“How much do you love me?”
I am a writer. And I was lost for words.
One question. One question was all it takes to make your mind runs a mile, your mouth runs dry and your heart beats at the speed of light.
I know the answer. I do but the answer came in a rush of feeling not in words.
How do I convey it?
Because the heart knows the answer but the head doesn’t know how to put it into something concrete… like words. The brain is simply uncapable in finding words that can represent the waves of emotions.
I tried. I raked my brain for words. I am after all, a writer. And an avid reader too. There must be something.
But for the first time, words failed and eluded me. There was just nothing.
I can say I love you more than I love myself.
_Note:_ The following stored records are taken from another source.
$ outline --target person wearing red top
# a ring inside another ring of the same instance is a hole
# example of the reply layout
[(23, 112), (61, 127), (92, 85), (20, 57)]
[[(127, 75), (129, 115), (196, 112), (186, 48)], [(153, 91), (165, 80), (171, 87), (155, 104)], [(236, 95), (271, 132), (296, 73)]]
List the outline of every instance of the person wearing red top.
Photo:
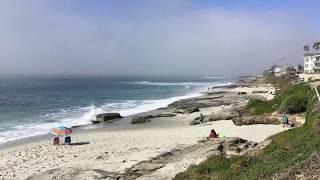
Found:
[(216, 133), (216, 131), (214, 129), (211, 129), (209, 138), (217, 138), (217, 137), (218, 137), (218, 134)]

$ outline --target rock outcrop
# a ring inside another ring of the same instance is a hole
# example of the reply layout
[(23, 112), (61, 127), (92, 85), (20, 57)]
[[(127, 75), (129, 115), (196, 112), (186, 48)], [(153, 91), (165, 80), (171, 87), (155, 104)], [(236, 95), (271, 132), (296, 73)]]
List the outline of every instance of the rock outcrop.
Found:
[(96, 115), (96, 120), (92, 120), (93, 124), (106, 122), (114, 119), (123, 118), (119, 113), (102, 113)]
[(238, 114), (236, 112), (222, 111), (222, 112), (211, 114), (206, 118), (206, 121), (230, 120), (236, 117), (238, 117)]
[(196, 117), (193, 121), (189, 123), (189, 125), (198, 125), (200, 124), (200, 117)]
[(196, 98), (182, 99), (168, 105), (170, 108), (187, 110), (190, 108), (206, 108), (221, 105), (230, 105), (230, 98), (222, 98), (222, 96), (201, 96)]
[(164, 113), (164, 114), (157, 114), (154, 117), (174, 117), (174, 116), (177, 116), (177, 115), (173, 113)]
[(245, 95), (248, 94), (247, 92), (238, 92), (238, 95)]
[(151, 119), (153, 118), (162, 118), (162, 117), (174, 117), (176, 114), (172, 113), (161, 113), (157, 115), (146, 115), (146, 116), (134, 116), (131, 119), (132, 124), (137, 124), (137, 123), (145, 123), (145, 122), (150, 122)]
[(192, 108), (188, 108), (185, 111), (183, 111), (183, 114), (191, 114), (194, 112), (199, 112), (199, 108), (198, 107), (192, 107)]
[(257, 142), (247, 141), (238, 137), (225, 138), (222, 151), (226, 156), (237, 155), (253, 149), (258, 145)]
[(146, 122), (150, 122), (151, 118), (154, 118), (154, 116), (153, 115), (135, 116), (131, 119), (131, 123), (132, 124), (146, 123)]
[[(218, 113), (212, 113), (211, 115), (204, 116), (204, 122), (218, 121), (218, 120), (231, 120), (238, 117), (237, 112), (233, 111), (222, 111)], [(200, 124), (200, 116), (196, 117), (190, 122), (190, 125)]]
[(253, 94), (268, 93), (269, 91), (252, 91)]
[(248, 116), (238, 117), (232, 120), (236, 126), (251, 124), (280, 124), (278, 117), (273, 116)]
But I love myself more and the way you love me makes loving you feels like loving myself.
I can say I love you more than anything in the world. But I can’t compare you with things and I have yet to see the whole world so anything in the world wouldn’t have encompass much.
I suppose I can say I love you more than life. Because that’s the most precious thing I have and I would have given it away for you without a second thought.
But how do I measure it?
This love I have for you…
It’s beyond words. It’s larger than life and it transcends space and time.
How does one measure something unmeasureable?
Perhaps one day I would be able to put it in words. Perhaps, the answer will simply come to you. Perhaps, one day I can make you see the extent of my love.
I wish I can give you an answer. Right here right now. But I can’t, just yet. So until then…
A smile, a kiss, a hug, would have to do.